Writer: J.M. Barrie
Adapted by: Deborah McAndrew
Director: Mark Babych
Composer: John Biddle
Reviewer: Ron Simpson
Anyone familiar with Deborah McAndrew’s skilful adaptations of classic novels and plays and Hull Truck’s justifiable local pride will have guessed that Peter Pan would be transformed from J. M. Barrie’s original and that Hull would be in there somewhere. So it is, but, unlike McAndrew’s A Christmas Carol two years ago when Hull’s docks became an all too convincing setting for Scrooge to operate in, the Hull connection seems laboured and unproductive this time. The fun – and there is plenty of it – comes from other sources.
The setting is Hull after the blitz. Mr. Darling is going out to a formal dinner to discuss the rebuilding of the city better than ever – Mr. Darling is thinking partly of the fame it will bring him and the point is made that this is just like Captain Hook’s lust for glory. At the end, when Wendy brings the Lost Boys home to become part of “our team” re-building the city, it’s too earnest for its own good.
In her programme note Deborah McAndrew makes it clear that her love for Peter Pan is based more on the slightly later novel than the original play which she describes as “quite dated now” – and her version is a million miles from Nina Boucicault playing Peter and Kirby’s Flying Ballet drawing the “oohs” and “aahs”. Also she makes the telling point that Peter changes too little (not at all, in fact) to be an interesting principal character – instead this is Wendy’s story.

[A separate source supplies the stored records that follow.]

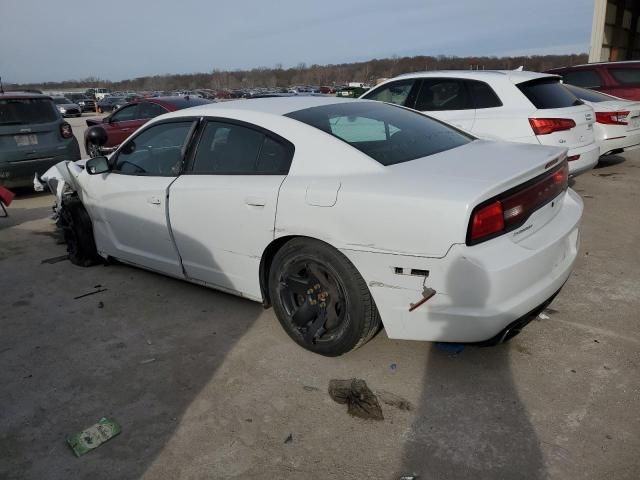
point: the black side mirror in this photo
(97, 165)
(97, 135)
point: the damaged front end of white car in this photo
(69, 212)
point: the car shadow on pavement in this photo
(470, 422)
(138, 348)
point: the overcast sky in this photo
(44, 40)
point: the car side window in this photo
(130, 112)
(483, 95)
(582, 78)
(232, 149)
(443, 94)
(157, 151)
(150, 110)
(394, 92)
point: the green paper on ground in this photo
(94, 436)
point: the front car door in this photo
(447, 99)
(128, 205)
(223, 208)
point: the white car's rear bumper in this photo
(588, 158)
(481, 289)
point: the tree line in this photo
(302, 74)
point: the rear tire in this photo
(78, 233)
(320, 298)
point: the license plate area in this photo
(26, 140)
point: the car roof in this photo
(270, 105)
(516, 76)
(13, 95)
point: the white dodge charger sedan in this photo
(341, 214)
(512, 105)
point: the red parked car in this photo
(126, 120)
(620, 79)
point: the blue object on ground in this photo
(451, 348)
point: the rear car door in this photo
(223, 209)
(447, 99)
(128, 205)
(122, 123)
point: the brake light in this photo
(612, 118)
(511, 209)
(65, 130)
(545, 126)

It is Wendy’s story in two ways: it is the story of how she changes and the decisions she makes and it is the story she tells. The action proper begins in her bedroom. Her two brothers have been forced to share her room because theirs was bomb-damaged and she is acting as director for them and their mother in a drama of Smee, Starkey and Tiger Lily, parts they will later play in Neverland. Later, when Wendy is telling a story to the Lost Boys, they play out the dialogue with Father and Nana (human in this production) from the same scene – neat, and with an in-joke when the Lost Boy cast as Nana insists on playing her as a dog.
Vanessa Schofield is suitably feisty, sympathetic and Hullensian as Wendy, carrying the weight of McAndrew and Biddle’s songs with authority: there are some grand rollicking numbers – we all know what fun pirates have – but the songs with emotional weight all belong to Wendy.

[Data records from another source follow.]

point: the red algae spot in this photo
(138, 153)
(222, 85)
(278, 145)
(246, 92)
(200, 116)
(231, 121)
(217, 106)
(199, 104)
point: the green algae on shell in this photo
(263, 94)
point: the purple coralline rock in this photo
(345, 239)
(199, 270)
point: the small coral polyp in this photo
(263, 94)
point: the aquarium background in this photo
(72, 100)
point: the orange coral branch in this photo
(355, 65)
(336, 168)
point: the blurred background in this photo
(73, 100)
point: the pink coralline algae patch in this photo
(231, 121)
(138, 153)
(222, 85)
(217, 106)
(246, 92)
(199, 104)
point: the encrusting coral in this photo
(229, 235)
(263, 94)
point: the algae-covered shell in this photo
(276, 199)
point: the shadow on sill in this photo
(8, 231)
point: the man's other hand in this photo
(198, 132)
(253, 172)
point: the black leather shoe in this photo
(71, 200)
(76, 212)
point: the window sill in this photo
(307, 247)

Baker Mukasa (Peter) is almost a supporting player in his own show, but he is great value: wild, but not dangerous, engagingly pleased with himself, full of energy, splendidly gymnastic. Melissa Dean nicely combines the suavely sympathetic Mrs. Darling and the noble savage Tiger Lily and Ryan O’Donnell’s urbane Captain Hook contrasts effectively with his amiably thrusting Mr. Darling – but shouldn’t a pirate captain swash a few more buckles?
Jacob Butler and Aron Dochard are as dopey as you could wish for as brothers and pirates and have a terrific nautical song, while Joanna Holden brings the house down as the stroppiest Tinker Bell yet – her Nana is pretty eccentric, too!
Mark Babych never lets the pace drop via a whole series of comic adventure scenes and obtains superb cameos as Lost Boys and Pirates from Hull Truck’s Young Company. Sian Thomas plays clever variations on 1940s costume and, with the use of a revolve, Ciaran Bagnall’s designs revert to Wendy’s bed amid the colourful world of Neverland – the crocodile is pretty good, too, the bit we can see!